Develop the deep learning model for cell free DNA analysis

cuhk-haosun / course-MBI6013

Material for Msc. research project MBI6013

GNU General Public License v3.0

0 stars 2 forks source link

Develop the deep learning model for cell free DNA analysis #7

Open 223050025 opened 7 months ago

223050025 commented 7 months ago

Talking with Dr.Sun to ensure the research topic, read the paper "DNA methylation analysis explores the molecular basis of plasma cell-free DNA fragmentation. Nature Communications, 14(287), https://doi.org/10.1038/s41467-023-35959-6".
Run the code with public dataset first.
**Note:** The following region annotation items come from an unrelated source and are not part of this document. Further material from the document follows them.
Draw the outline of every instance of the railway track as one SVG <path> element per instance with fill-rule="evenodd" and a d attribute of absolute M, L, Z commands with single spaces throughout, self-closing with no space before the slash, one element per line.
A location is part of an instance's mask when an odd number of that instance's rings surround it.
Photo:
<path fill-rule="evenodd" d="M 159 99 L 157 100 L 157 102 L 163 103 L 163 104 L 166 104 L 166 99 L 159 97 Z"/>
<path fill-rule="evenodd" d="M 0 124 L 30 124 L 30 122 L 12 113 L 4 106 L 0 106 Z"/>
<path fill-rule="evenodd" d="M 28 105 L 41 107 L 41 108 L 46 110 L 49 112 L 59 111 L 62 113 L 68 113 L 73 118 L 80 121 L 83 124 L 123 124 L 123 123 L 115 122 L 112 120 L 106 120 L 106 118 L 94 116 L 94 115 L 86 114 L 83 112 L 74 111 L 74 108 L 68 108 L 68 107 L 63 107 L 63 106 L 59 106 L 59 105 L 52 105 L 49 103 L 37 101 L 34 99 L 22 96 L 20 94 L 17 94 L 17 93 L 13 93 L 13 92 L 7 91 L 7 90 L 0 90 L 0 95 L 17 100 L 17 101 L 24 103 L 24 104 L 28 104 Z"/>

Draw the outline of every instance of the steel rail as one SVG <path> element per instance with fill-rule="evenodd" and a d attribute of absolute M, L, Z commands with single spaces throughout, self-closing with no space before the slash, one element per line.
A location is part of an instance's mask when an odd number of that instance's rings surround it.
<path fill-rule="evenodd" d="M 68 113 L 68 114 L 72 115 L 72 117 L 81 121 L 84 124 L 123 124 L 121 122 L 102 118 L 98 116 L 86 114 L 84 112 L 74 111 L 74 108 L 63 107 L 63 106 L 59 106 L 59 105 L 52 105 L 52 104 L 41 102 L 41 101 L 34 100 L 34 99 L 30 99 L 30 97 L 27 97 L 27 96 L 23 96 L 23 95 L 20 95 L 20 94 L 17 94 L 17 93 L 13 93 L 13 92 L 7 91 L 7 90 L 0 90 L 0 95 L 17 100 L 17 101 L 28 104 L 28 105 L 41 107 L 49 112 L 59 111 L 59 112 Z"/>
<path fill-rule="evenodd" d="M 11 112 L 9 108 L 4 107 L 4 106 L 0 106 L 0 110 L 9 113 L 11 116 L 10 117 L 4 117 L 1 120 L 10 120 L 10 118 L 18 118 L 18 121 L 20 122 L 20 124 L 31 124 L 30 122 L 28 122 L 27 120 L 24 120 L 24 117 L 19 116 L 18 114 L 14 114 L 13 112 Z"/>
The final goal is to try to use deep learning model to classify and analyse the cell-free DNA dataset, and build the docker.

223050025 commented 7 months ago

Public cfDNA whole genome sequencing datasets: GSE71378, GSE124686, GSE81314
WGBS dataset: CRA001537

Milokita commented 7 months ago

Public cfDNA whole genome sequencing datasets: GSE71378, GSE124686, GSE81314

WGBS dataset: CRA001537

pls specify the save path of your data

223050025 commented 6 months ago

Try to use SRA ToolKit to download fastq files. As example, GSE71378's raw file id is SRR061633, comment "fastq-dump --split-files SRR061633" will split two original paired-end reads (paired sequencing sequences) into two files, with the first and second sequences of each paired reads stored separately.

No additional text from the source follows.